Elections for Egypt's upper chamber of parliament turned violent as one man was killed in clashes.
Meanwhile, the Muslim Brotherhood, Egypt's largest opposition group, accused the government of arresting some 100 of its members Monday, barring many more from polling stations and rigging the vote, as Brotherhood candidates competed for the first time in Shura Council elections. The government denied the allegations, which the Brotherhood made in a written statement.
Monday's arrests added to the hundreds detained during a monthslong crackdown against the Brotherhood since it announced it would field candidates for the Shura Council, a sharp rebuke to Egyptian President Hosni Mubarak's attempts to limit the Islamic group's political participation.
The Brotherhood, which is Egypt's largest Islamic opposition group, has been banned since 1954 but continues to operate with its lawmakers running as independents in elections.
Violence marred the elections when Ahmed Abdel Salam Ghanim, a supporter of an independent candidate in al-Sharqiya province, was killed in clashes that escalated into gunfire outside a polling station in the town al-Husseiniya, according to state television and police, speaking on customary condition of anonymity.
At another polling station near the country's capital, Cairo, security was heavy, and police kept voters way from the polls.
Although voting officially started at 8:00am (0500 GMT) at the Manshiyat al-Qanater polling station in Giza, where Brotherhood candidate Sayeed Saleh was competing for a seat, police dressed in riot gear sealed off the building and ordered voters to leave the premises.
"It seems that there is no election today," said Alya Lutfi, a 23-year-old accountant standing outside the polling station. "We are not allowed to enter to vote. I don't understand what is going on.
In the district of el-Galatma, in Giza, dozens of voters took to the street to protest alleged government pressure to vote for representatives of the ruling National Democratic Party.
"They (election officials) are trying to force us to vote for the NDP candidate, and we don't want that," said one of the protesters, who would only identify himself as Ayman.
Another voter, Ridha, who also refused to give his last name, confirmed the government pressure and said he saw ballot boxes full of voting cards despite very few voters at the polling station.
Despite these allegations, the Egyptian government said Monday the elections were free from interference.
"We want free and transparent elections, we respect the constitution and the laws and we don't allow any violations in this process," Safawt el-Sherif, speaker of the Shura Council, told state television.
Previous Shura Council elections have witnessed low voter turnout, a reflection of widespread apathy toward the 264-seat consultative body that gained limited legislative powers from recent constitutional amendments.
Only 176 members of the Shura Council are directly elected for six-year terms, while the president appoints the remaining 88. Elections and appointments are executed on a rotating basis, with one half of the council renewed every three years.

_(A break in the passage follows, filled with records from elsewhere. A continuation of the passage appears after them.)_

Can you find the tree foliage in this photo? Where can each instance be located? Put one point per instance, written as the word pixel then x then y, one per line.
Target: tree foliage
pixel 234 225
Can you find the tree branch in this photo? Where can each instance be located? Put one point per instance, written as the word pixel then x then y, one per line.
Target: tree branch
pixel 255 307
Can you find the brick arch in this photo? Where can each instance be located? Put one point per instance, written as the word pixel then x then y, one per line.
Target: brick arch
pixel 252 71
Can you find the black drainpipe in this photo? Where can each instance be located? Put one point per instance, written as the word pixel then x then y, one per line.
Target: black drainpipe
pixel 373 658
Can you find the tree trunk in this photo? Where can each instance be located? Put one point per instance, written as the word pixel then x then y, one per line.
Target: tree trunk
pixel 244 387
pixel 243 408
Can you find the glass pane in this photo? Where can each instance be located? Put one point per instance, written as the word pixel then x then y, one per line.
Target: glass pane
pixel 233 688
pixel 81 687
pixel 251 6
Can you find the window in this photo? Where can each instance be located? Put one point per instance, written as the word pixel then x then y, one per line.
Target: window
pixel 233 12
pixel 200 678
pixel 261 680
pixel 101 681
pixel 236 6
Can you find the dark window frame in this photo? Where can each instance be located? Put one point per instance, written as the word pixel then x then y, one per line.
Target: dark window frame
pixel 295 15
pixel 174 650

In Monday's elections, 587 candidates are competing for 88 seats in 24 provinces, 109 from the ruling NDP, 19 from the Brotherhood and the remainder from smaller opposition groups or running as independents. Two principal opposition parties, al-Wafd and Nasserite, are boycotting the elections.
Egyptian newspapers reported Monday that 11 of the 88 seats were uncontested and went to candidates from the NDP.
Despite the small number of Brotherhood candidates, the group's announcement in April that it would compete for Shura Council elections was significant because it came just three weeks after a controversial constitutional amendment intended to limit the organization's political participation.
Prior to Monday's elections, Egyptian President Hosni Mubarak's party had asked the High Election Commission to disqualify 17 of the Brotherhood's candidates. But the Supreme Administrative Court rejected the request late Sunday.
The ruling party has complained that by sticking to its campaign slogan "Islam is the solution," the Brotherhood is violating the newly amended constitution that prohibits political parties based on religion. The Brotherhood has argued that it is not violating the constitution since article two stipulates that Islamic law is the main source of legislation.
Mubarak's party has an effective monopoly on political power, but has faced an increasing challenge from the Brotherhood, which won nearly a fifth of the seats in the lower house of parliament in 2005. During those elections, the group fielded 160 members and won 88 of the 454 seats, despite mass arrests of Brotherhood members and supporters and attempts to block voters from reaching the polls.